Whichever option is chosen is of importance because the passenger traffic flows to the airport can increase or not because of the greater accessibility of the airport. Many times it is not a question of theoretical journey times which determine a traffic flow but the convenience offered. A five or ten minute difference might well be ignored if the connection can be made more comfortably with only one change instead of two or three. Lumping cases on to and off trains is an important factor to take into consideration.
We propose a better connection to the M1 motorway which does not interfere with the local Luton traffic as well as a good connection to the A1(M) trunk road to provide alternative routes both north and south, as well as to those parts of the country which interest the users without blocking up the system.
This is a subject I have not mentioned in detail. I consider that the provision of public transport is of paramount importance. The more the public transport system is used the more it is considered as important. When it is considered important the result will be a lessening of demand for road transport. Here we come back to the ideas of connectivity and convenience. Why leave your car in a long-term car park for two weeks if you do have a comfortable, convenient and well connected public transport system. If we can take transport off the roads then all the better for those who really need it.
The effect on Stansted:
Tim Leunig is of the opinion that Stansted airport would have to close with any expansion of Luton. This probably would not be the case immediately as all things are transitory. However, it must be considered as a possibility, eventually. This would mean compensation for the owners of Stansted. It should be emphasised here that in November 2012 the present owners BAA must still sell the airport. Obviously the new owners are very much interested in knowing if there are possibilities of expansion or not - i.e. will they have paid over the odds in the long term?

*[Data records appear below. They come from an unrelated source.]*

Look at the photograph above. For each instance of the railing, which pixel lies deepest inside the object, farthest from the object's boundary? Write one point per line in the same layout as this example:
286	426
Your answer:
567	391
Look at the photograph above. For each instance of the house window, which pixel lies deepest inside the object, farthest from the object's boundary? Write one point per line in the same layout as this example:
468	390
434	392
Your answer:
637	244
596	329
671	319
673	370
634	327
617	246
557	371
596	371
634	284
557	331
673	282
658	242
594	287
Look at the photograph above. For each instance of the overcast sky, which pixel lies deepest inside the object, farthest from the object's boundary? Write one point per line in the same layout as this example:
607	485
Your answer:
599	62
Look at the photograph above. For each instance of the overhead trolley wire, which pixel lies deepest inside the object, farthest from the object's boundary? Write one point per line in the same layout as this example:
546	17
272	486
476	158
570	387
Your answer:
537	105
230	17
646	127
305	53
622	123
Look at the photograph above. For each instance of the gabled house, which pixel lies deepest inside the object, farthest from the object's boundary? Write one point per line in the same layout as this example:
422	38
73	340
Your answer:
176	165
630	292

The traffic patterns with a two runway airport at Luton need not affect Stansted too much. Quite a different question is the working of a four runway airport at Luton. Then without doubt the restrictions on air movements at Stansted would be notable. Its status might well be reduced to that of Southend at the moment - this airport has to fit in its traffic flows with London City and Stansted, so its capacity is reduced. The same would happen at Stansted where, at most, it could have some regular flights, but most likely would have to find another role e.g. as a maintenance depot (as Cardiff is at present for BA).
This blogger considers that the expansion of Luton airport is most certainly essential together with the expansion of Heathrow to three runways and Gatwick to two.
As we noted, 5th July 2010, on the Conservative - Liberal Democrat coalition government coming to power the prohibition of expansion at South East England airports specifically mentioned Heathrow, Gatwick and Stansted. It did not mention Luton which resulted in the blog of that date. The question is, is that the get out clause for the government? This blogger considers it so. It is an area with few Conservative and no Lib-Dems candidates worrying about their seats. The job prospects produced by expansion for the local populace can only be seen as positive. The alternatives to doing nothing are a decline in the fortunes of the country, therefore, expansion has to take place - somewhere or somewheres.
Why not expand this airport north of London to serve the rest of the country as well ,and so avoid gridlock in the capital, meaning that any out-of-London passengers would not have to transit the capital. The question of funnelling passengers( and other traffic) through the capital´s transport system is something which has never been mentioned but needs to be.That, however, is another question at which we will look eventually.